For an application
see htxp.
1. Introduction
Word processors
store formatting instructions of a document by
using markups and store them along with the document text in a marked-up
file. Most WYSIWYG word processors (a notable exception is Ami Pro)
use extended-ascii characters
as markups, which are not meant for the user to mess with.
Non-WYSIWYG text formatting languages, such as TeX and HTML,
use special ascii character sequences to form markups. A user prepares
a file with an ordinary ascii editor. A program must then be
used to process the file to produce the final manuscript.
The rationale for using "non-WYSIWYGness"

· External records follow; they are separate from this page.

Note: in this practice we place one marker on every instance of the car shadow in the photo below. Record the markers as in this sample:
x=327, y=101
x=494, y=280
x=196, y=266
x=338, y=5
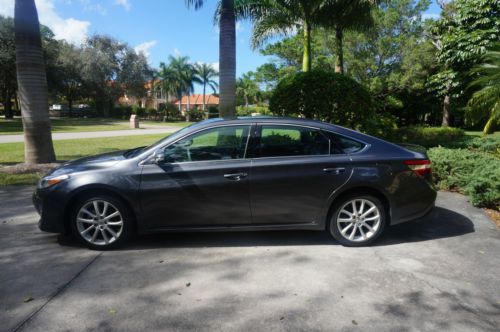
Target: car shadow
x=439, y=223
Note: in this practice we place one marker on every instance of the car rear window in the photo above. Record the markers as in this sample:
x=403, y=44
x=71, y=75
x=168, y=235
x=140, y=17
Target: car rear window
x=342, y=144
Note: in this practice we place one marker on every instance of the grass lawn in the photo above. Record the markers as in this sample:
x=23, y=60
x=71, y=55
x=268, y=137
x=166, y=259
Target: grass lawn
x=79, y=124
x=13, y=153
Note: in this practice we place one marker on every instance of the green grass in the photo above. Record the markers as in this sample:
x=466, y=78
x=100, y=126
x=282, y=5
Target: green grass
x=15, y=126
x=13, y=153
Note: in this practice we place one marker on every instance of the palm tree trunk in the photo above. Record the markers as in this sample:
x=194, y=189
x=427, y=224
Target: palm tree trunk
x=339, y=64
x=204, y=93
x=7, y=104
x=227, y=59
x=488, y=128
x=32, y=84
x=446, y=111
x=306, y=59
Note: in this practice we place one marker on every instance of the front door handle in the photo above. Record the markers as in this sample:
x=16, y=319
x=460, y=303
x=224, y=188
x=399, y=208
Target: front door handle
x=334, y=170
x=235, y=176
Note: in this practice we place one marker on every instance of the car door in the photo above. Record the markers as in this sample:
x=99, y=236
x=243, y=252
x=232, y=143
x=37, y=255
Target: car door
x=201, y=180
x=293, y=173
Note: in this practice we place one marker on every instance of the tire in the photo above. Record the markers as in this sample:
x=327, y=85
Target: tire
x=110, y=228
x=360, y=228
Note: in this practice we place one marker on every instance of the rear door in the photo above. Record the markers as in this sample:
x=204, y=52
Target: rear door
x=293, y=173
x=202, y=181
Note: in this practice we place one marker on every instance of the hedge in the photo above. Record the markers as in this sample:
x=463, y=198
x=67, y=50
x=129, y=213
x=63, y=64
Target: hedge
x=476, y=174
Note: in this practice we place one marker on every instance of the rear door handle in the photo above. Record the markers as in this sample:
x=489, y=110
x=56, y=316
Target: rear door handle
x=334, y=170
x=235, y=176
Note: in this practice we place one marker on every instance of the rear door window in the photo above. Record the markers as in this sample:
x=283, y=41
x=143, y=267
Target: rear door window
x=284, y=140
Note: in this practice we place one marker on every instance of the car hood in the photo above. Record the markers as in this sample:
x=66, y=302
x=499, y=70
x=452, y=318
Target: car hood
x=90, y=163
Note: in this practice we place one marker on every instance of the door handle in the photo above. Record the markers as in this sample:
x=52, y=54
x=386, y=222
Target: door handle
x=334, y=170
x=235, y=176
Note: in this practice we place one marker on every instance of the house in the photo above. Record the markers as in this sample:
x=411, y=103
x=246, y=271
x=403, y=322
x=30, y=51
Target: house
x=196, y=102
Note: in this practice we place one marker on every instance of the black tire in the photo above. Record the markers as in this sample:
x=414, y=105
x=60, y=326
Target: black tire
x=127, y=218
x=334, y=226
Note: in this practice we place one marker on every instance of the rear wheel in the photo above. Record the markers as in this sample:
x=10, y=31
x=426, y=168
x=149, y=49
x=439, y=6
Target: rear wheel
x=101, y=222
x=357, y=220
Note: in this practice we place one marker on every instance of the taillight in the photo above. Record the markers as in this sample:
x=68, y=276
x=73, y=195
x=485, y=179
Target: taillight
x=421, y=167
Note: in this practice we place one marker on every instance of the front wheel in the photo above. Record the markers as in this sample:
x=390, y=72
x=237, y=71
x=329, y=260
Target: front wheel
x=101, y=222
x=357, y=220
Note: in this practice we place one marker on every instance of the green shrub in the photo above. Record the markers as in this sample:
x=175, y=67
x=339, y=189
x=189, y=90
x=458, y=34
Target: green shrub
x=476, y=174
x=427, y=136
x=323, y=95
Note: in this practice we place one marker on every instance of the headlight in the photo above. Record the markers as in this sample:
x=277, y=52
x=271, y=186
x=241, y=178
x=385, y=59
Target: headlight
x=49, y=181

may be different in different cases. For instance,
TeX uses this approach to achieve machine independence and
gives the user precise and complete control over the formatting.
On the other hand, HTML gives the user only control over the
logical attributes of portions of the document and relies on the
browser to interpret the attributes to determine the final appearance
of the manuscript. We shall be dealing exclusively with
text-based marked-up documents.
Typically, markup commands are embedded among the regular document
text and are distinguished from the latter by the convention
that they start with one of several designated characters.
They are instructions telling the formatter
what to do with the text.
The text itself is free-flowing, with most implicit and
conventional formatting ignored -- these include line breaks,
blank lines, extra spaces, etc. Because of this, explicit
instructions are needed to specify a lot of formatting detail,
resulting in repetitive use of markups.
In this document we propose a generic all-purpose preprocessor
"magxp" that
allows a user to save time by using
abbreviations and command shorthands to prepare a raw file,
which is then expanded to a regular marked-up document of the specified
type. All abbreviations and almost all
"magxp" commands are user-modifiable.
We will call them "magxp" macros collectively although
they are not full-fledge programmable macros like those in TeX.
A special subset of the command shorthands are
designated as built-in; they
should be specifically designed to suit the particular
application in mind and general enough for all users.
The generality of "magxp" means that a user can use the
same program to preprocess different kinds of documents including,
in particular, plain ascii text files (such as emails,
notes, and program codes). Different document types are
processed by pointing to different initialization files.
We refer to the processing of one particular document type
by "magxp" as an application.
One can develop a core collection of abbreviations to be used
for all applications, and augment it with a more specialized
set for each document type.
I have a prototype C version of
"magxp" that implements most of the
features discussed in this article, but what I am
proposing here is more like a framework targeting for an
ideal program.
In the following, I outline the various ingredients of the
preprocessor, and the rationale for the specifications.
2. Objectives
- Easy to learn.
- User does not have to know everything about the preprocessor
before being able to start using it. Each command should be
independent of others as much as possible.
- A user can modify macros by simply editing some initialization
files. No recompiling of the program is needed.
- Macro definitions are independent of the programming language
used to write the code. A user does not have to know C
or C++ to be able to write his/her macros.
- Available in any platform.
- In the simplest case, a
command line executable is sufficient for most purposes.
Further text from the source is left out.